Interview du directeur Innovation & Développement du Centre national de protection et de prévention (CNPP) sur les systèmes de détection de fumées ou de flammes par analyse d’image et les systèmes de détection de chaleur par caméra thermique.
Comment la vidéodétection se positionne-t-elle par rapport à la lutte contre l’incendie ?
Tout d’abord, une installation de vidéodétection ne présente pas les mêmes objectifs que ceux de la vidéoprotection ou de la vidéosurveillance. En effet, ces deux dernières visent à surveiller les personnes, à les reconnaître. Voire à les identifier dans le cadre de la lutte contre la malveillance. Pour leur part, les solutions de vidéodétection servent à identifier un phénomène susceptible de conduire à un incendie.
Autrement dit, on utilise des caméras et non pas des capteurs conventionnels pour détecter un démarrage de feu…
Oui. Il existe principalement deux grandes familles de systèmes de détection incendie à base de caméra. Ces deux technologies s’appliquent à détecter différents phénomènes caractéristiques de l’incendie : les systèmes de détection de fumées ou de flammes par analyse d’image basés sur des caméras « classiques » ; et les systèmes de détection de chaleur par thermographie infrarouge, utilisant des caméras thermiques.
Commençons par les systèmes de détection de fumées ou de flammes par analyse d’image…
Ces systèmes utilisent donc les images fournies par des caméras de vidéosurveillance. Pour les systèmes actuels, c’est grâce à des algorithmes spécifiques qu’ils parviennent à identifier des phénomènes prédéterminés dans l’image. Ces algorithmes fonctionnent soit au sein de la caméra soit dans des serveurs dédiés.
Quelles sont les performances de ces algorithmes ?
Bonne, voire excellente, pour ce qui est de la détection. Et on peut penser que l’intelligence artificielle ne va faire qu’accroître cette efficacité. L’usage de cette technologie intéresse particulièrement les locaux de grande hauteur où la détection incendie classique atteint ses limites.
Et quelles sont les faiblesses de l’analyse d’image ?
Principalement la qualité des images analysées : capacité du capteur à s’adapter aux différences d’éclairage, positionnement de la caméra… Ces éléments jouent un rôle fondamental dans la performance du système. En effet, les phénomènes « reconnus » par les algorithmes ne se présentent pas de la même manière selon l’angle de vue de la caméra. De fait, il faut installer ces systèmes avec une logique de détection incendie.
Qu’en est-il des systèmes d’imagerie thermique ?
La détection de chaleur par thermographie infrarouge fonctionne dans le spectre des longues ondes de l’infrarouge (8 à 12 µm).
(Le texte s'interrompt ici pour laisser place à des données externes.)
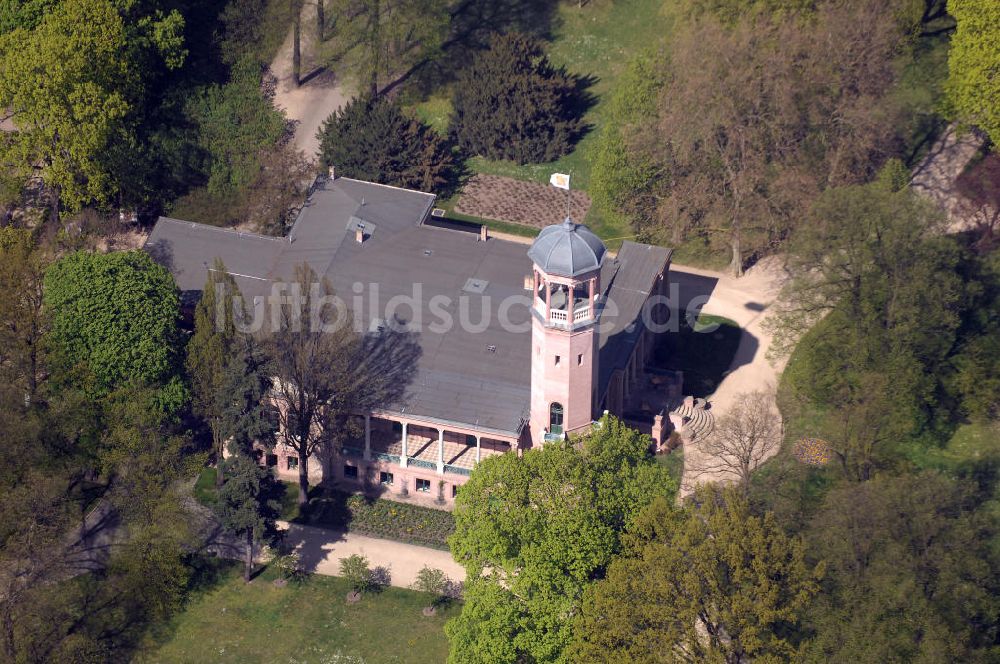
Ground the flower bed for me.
[296,490,455,549]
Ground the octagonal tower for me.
[528,217,607,443]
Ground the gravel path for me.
[670,256,786,498]
[279,522,465,588]
[271,2,351,160]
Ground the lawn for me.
[193,467,455,550]
[410,0,672,245]
[655,314,742,397]
[135,564,459,664]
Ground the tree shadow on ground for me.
[386,0,559,98]
[653,312,759,397]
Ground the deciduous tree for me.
[267,263,419,505]
[687,391,782,493]
[324,0,451,98]
[216,453,279,582]
[803,472,1000,662]
[0,227,48,401]
[947,0,1000,144]
[450,33,585,164]
[317,98,460,193]
[44,251,180,393]
[446,418,674,663]
[186,258,242,486]
[569,489,822,664]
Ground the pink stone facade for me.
[530,268,601,444]
[261,256,671,509]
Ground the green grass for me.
[193,467,455,550]
[408,0,672,250]
[294,487,455,550]
[470,0,671,192]
[194,466,216,507]
[907,422,1000,473]
[656,314,742,397]
[136,565,459,664]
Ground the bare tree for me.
[268,263,420,505]
[625,0,905,276]
[690,390,782,492]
Les détecteurs mesurent la luminance (puissance des rayonnements) qui provient des objets observés. Les images qu’ils créent, les thermogrammes, permettent d’identifier les niveaux de luminance d’une scène thermique observée. Le calculateur de la caméra thermique convertit cette luminance en température. Les systèmes à base de caméras thermiques détectent un point chaud dans le champ de vision de la caméra. Ils peuvent alors générer une alarme avec une grande précocité. Mais si la source de chaleur est cachée ou enfouie, alors la détection par thermographie infrarouge sera inopérante. Contrairement aux systèmes de détection de fumées ou de flammes, ces systèmes ne nécessitent aucun éclairage. Car ils mesurent les rayonnements émis par les objets du fait de leur chaleur.
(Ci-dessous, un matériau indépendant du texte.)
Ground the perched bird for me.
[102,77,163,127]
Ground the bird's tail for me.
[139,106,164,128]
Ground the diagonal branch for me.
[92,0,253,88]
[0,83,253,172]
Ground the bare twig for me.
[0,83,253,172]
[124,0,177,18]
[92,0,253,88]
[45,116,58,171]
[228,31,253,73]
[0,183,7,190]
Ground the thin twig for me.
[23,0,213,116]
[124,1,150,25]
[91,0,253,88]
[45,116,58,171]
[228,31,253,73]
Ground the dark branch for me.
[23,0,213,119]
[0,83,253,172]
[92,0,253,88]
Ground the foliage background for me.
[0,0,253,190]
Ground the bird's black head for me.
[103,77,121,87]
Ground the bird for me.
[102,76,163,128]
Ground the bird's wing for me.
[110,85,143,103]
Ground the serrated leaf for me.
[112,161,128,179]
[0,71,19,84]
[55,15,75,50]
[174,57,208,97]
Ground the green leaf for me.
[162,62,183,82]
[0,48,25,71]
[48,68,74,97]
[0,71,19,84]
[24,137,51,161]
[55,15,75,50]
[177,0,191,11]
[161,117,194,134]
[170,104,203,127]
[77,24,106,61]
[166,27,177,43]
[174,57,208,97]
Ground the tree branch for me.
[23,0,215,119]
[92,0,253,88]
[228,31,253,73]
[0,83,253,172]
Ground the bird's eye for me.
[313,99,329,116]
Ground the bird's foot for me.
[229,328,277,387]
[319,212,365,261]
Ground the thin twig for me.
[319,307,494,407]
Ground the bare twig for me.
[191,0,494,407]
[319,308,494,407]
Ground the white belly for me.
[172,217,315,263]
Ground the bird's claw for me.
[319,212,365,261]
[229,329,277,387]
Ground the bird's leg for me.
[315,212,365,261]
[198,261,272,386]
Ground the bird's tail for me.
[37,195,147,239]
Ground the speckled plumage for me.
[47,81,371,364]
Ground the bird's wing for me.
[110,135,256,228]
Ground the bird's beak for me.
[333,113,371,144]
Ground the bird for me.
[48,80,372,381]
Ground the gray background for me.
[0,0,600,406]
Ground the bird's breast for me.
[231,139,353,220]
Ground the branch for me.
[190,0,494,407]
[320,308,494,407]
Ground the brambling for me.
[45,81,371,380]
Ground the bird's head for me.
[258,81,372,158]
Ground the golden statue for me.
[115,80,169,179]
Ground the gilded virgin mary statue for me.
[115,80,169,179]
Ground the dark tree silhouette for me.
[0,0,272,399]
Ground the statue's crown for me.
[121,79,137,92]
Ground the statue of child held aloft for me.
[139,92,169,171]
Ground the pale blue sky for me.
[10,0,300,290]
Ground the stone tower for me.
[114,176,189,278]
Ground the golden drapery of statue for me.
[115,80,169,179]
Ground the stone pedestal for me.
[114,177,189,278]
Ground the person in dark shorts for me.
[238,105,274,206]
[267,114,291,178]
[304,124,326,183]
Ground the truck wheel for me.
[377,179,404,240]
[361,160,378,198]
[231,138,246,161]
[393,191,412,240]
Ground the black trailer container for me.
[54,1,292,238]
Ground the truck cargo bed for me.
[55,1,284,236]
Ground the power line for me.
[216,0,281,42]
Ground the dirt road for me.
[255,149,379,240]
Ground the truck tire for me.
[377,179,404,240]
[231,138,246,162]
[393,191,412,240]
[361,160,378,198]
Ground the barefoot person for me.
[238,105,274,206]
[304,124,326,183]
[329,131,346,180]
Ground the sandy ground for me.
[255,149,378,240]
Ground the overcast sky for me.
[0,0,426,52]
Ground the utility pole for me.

Quelle est la maturité de ces systèmes ?
Très peu de systèmes de détection incendie par vidéo bénéficient de certifications. Pour l’heure, seuls le belge Araani et le français DEF ont obtenu un le label CNPP Certified. Et ce, pour des systèmes de détection de fumées et de flammes par analyse d’image. Seul le fabricant chinois HIKvision l’a obtenu pour des systèmes de détection de chaleur par caméras thermiques.
Quel est l’avenir des systèmes de détection incendie par vidéo ?
Ils se déploieront de façon encadrée sur les sites pour lesquels ils représenteront une solution de détection efficace : Entrepôts de grande hauteur, stockage à l’extérieur… Et cela pourra relever d’une prescription par la profession de l’assurance. Actuellement, le CNPP et certaines organisations professionnelles envisagent des pistes pour encadrer l’installation et la réception des installations de vidéodétection.